‘Empire’ exposes lavish, cruel nature of hip-hop industry


Photo via imdb.com

Fox has a new show on the horizon. It is raunchy, filled with turmoil and boasts a cast of successful black actors and actresses. “Empire” has already been picked up for a second season, so it is safe to say that this show’s ability to capture audiences around the country is legitimate.

Director Lee Daniels, who also directed the box-office hit “The Butler,” took Hollywood by storm with his Wednesday night thriller. Along with him are the likes of Terrence Howard, who plays Lucious Lyon, an iconic rap star from the 1980’s and Taraji P. Henson, who plays Cookie Lyon, the ex-wife of Lucious. Using Howard and Henson together to create a galactic storyline was an extremely smart move. They worked together in 2005’s “Hustle & Flow,” so the connection between these two is tangible and simply remarkable.
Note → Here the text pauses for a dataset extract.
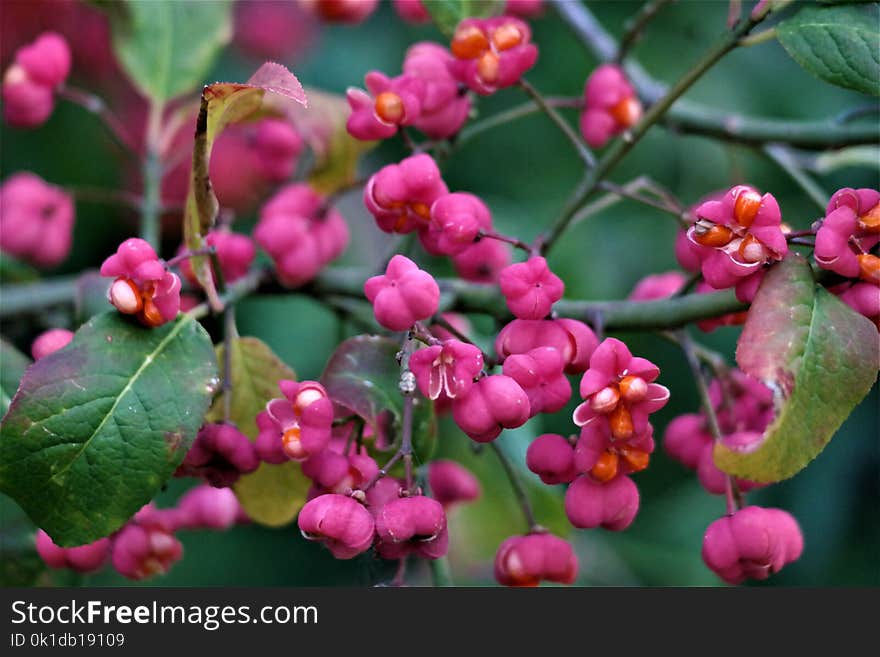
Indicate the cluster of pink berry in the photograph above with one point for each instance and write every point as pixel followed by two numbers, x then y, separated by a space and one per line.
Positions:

“Empire” involves sacrifice, questions about sexual orientation, insecurities and dishonesty among family members. The rat race to gain sole possession of Lucious Lyon’s company, Empire, is the main goal for each member of the family. Each individual asserts themselves  to gain control of Empire, giving the show an edge with a trickle-down effect on other characters. These characters include Lucious’s sons: Jamal, who identifies as gay, Hakeem, who carries on the legacy of his father and Andre, a self-centered businessman. Cookie, who spent time in prison because of Lucious, is also in the running for the company and returns to take what was stolen from her many years ago.

The plethora of storylines present makes for great back-and- forth action, and the hour long show feels as though I am watching an extended movie every week. Then again, binge-watching five episodes in one night can certainly make you feel that way. Another cool aspect of “Empire” is the use of current artists trying to make a name for themselves. Bryshere Gray (Hakeem Lyon), who goes by Yazz the Rapper in real life, is able to promote himself through the show as an actor and up-and-coming rapper. Similarly, Veronika Bozeman (Veronica), appears in several episodes and is able to showcase her beautiful and eloquent voice in a memorable way in the first episode.

Gabourey Sidibe (Becky), who played the main character in “Precious,” Cuba Gooding Jr. (Puma), Malik Yoba (Vernon Turner) and a bevy of other well-known actors grace the set with star-power, but they also give the main actors some support and provide comic relief. That said, some of the humor within the show seems a little jaded, with Ray Rice and Trayvon Martin references popping up every now and then. Other pop culture references and real-time uses of social media is something else that does not have to be perpetuated throughout the show. “Empire” has a strong storyline and drama to stay away from corny, and far too- soon jokes that may not sit well with some viewers.

With over 11 million viewers a night tuning into the last two episodes of Empire, one might ask what makes this show so popular and more watched than “American Idol,” a staple on Fox. As someone who does not watch much television other than sporting events, HGTV and the Food Network, “Empire” gives me insight into the complexity of issues the Lyon family faces and shows the harsh nature of the hip-hop industry.

With that said, the social hierarchy and a race to the top is an accurate representation of how business, especially music, works. Pulling strings and going against the grain is key for anyone who wants to become a successful member of the music industry or performing artist. When building a legacy, family members are usually the first people to provide support to achieve a certain status, but counting on family members for emotional and financial support is definitely the last option to consider in Fox’s “Empire.”